After writing adverts part-time for several years, Powers’ words caught the attention of Wanamaker’s department store in Philadelphia. They offered him a job writing six adverts a week, and copywriting as a modern profession was born.

Powers advocated a short punchy style that omitted any emotional words or vague notions. He said the most important element of copy was to grab the reader’s attention, and the second was to stick to the truth.

Following his departure from Wanamaker’s in 1886, Powers became a freelancer and was paid handsomely for his work, setting a precedent for countless copywriters who would later choose the freelance path.

Powers’ influence on advertising was huge. A few years after his death, one of his acolytes Claude C. Hopkins – who went on to become one of the 20th century’s most renowned copywriters – started a habit we now take for granted today.

In early 20th century America, brushing your teeth was not standard practice, with fewer than 10% of people doing so. Hopkins was enlisted by Pepsodent, a toothpaste company, to market their product and bring it to a wider audience.

He researched dental and oral hygiene and concluded that a substance he called “film” was responsible for the degradation of teeth and that brushing was the best way to get rid of it.

Users were offered a 10-day free trial with the promise that it was “a way to remove film that quickly restores brilliance.”

Hopkins employed a scientific approach to copywriting, grounded in evidence rather than branding.

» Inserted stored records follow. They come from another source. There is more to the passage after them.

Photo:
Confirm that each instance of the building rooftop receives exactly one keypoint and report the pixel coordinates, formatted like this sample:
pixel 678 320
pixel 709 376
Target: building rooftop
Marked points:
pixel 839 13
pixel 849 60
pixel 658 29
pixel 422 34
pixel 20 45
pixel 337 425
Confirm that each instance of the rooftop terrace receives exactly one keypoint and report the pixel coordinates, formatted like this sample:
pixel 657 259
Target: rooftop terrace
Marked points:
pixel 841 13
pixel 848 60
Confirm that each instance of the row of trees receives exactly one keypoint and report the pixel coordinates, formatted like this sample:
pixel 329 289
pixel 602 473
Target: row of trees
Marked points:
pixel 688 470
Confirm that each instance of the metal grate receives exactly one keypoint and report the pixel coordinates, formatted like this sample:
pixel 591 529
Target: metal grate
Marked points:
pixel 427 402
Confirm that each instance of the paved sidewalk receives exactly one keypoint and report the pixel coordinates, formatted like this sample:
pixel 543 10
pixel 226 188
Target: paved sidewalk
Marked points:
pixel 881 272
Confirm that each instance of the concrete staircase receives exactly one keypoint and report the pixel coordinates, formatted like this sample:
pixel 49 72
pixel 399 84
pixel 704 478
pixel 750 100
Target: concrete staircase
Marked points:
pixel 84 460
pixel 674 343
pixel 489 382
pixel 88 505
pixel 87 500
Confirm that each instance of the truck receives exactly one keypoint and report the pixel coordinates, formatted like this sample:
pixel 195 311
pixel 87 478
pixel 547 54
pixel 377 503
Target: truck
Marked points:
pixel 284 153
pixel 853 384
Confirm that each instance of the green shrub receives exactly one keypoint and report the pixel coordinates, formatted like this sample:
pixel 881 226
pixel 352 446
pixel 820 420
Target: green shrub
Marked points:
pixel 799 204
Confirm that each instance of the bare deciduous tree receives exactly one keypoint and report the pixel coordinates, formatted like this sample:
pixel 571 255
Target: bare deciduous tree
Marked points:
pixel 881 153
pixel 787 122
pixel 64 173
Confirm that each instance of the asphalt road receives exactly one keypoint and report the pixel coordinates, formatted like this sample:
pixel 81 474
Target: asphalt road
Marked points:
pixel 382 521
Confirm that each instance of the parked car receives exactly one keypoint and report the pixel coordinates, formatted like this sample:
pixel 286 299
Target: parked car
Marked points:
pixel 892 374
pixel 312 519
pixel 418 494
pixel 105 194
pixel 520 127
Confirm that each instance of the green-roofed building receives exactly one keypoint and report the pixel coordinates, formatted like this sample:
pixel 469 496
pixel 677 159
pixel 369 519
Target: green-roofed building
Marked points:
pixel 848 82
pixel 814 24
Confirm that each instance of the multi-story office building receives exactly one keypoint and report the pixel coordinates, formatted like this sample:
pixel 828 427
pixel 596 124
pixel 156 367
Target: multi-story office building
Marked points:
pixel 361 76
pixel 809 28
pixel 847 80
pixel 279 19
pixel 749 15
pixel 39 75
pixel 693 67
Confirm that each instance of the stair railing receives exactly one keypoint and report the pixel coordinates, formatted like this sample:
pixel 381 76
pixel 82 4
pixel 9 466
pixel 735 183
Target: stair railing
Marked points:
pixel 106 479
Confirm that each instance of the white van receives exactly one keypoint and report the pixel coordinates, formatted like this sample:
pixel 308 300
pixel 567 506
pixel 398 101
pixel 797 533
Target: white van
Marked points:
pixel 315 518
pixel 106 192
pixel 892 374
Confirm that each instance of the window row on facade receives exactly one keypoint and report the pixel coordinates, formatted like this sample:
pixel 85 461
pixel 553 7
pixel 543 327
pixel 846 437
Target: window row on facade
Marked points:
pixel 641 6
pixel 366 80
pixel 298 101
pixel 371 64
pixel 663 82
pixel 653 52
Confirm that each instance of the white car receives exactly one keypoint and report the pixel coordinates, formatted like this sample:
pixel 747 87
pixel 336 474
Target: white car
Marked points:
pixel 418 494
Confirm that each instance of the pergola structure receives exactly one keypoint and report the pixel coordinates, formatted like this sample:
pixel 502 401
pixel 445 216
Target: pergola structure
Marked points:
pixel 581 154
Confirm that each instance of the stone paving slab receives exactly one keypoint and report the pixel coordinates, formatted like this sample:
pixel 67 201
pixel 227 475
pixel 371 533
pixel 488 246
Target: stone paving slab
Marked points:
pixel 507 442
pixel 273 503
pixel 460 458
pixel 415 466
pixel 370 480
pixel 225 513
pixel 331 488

This method remains prevalent in marketing today and is still used to advertise many dental products.

Pepsodent quickly became the best-selling toothpaste in the American market and the number of people brushing their teeth in the US rose to 65% in just a few years.

So, in one fell swoop, Hopkins had revolutionised advertising and personal hygiene.

Copywriting is thriving in the digital age and the future promises new innovations

Over the course of the 20th century, the advertising industry rapidly expanded and the demand for copywriters rocketed.

With more talent brought into the fold, the world of marketing found new levels of creativity and innovation with countless iconic adverts and slogans from the era still resonating in minds today.

Then, on 27 October 1994, AT&T purchased a small rectangle of space on Wired magazine’s webpage, giving the internet its very first online advert and changing the world forever.

The onset of internet advertising brought a wealth of new marketing concepts, such as SEO and PPC, and most adverts you engage with now are likely to be online.

The introduction of AI and large language models is just the latest in a series of historical innovations that have advanced copywriting, and the future of copy will undoubtedly be as different as the past.

Yet, though modern marketing may be worlds apart from Hapu and the runaway Shem, the core principles of persuasive storytelling and effective communication endure.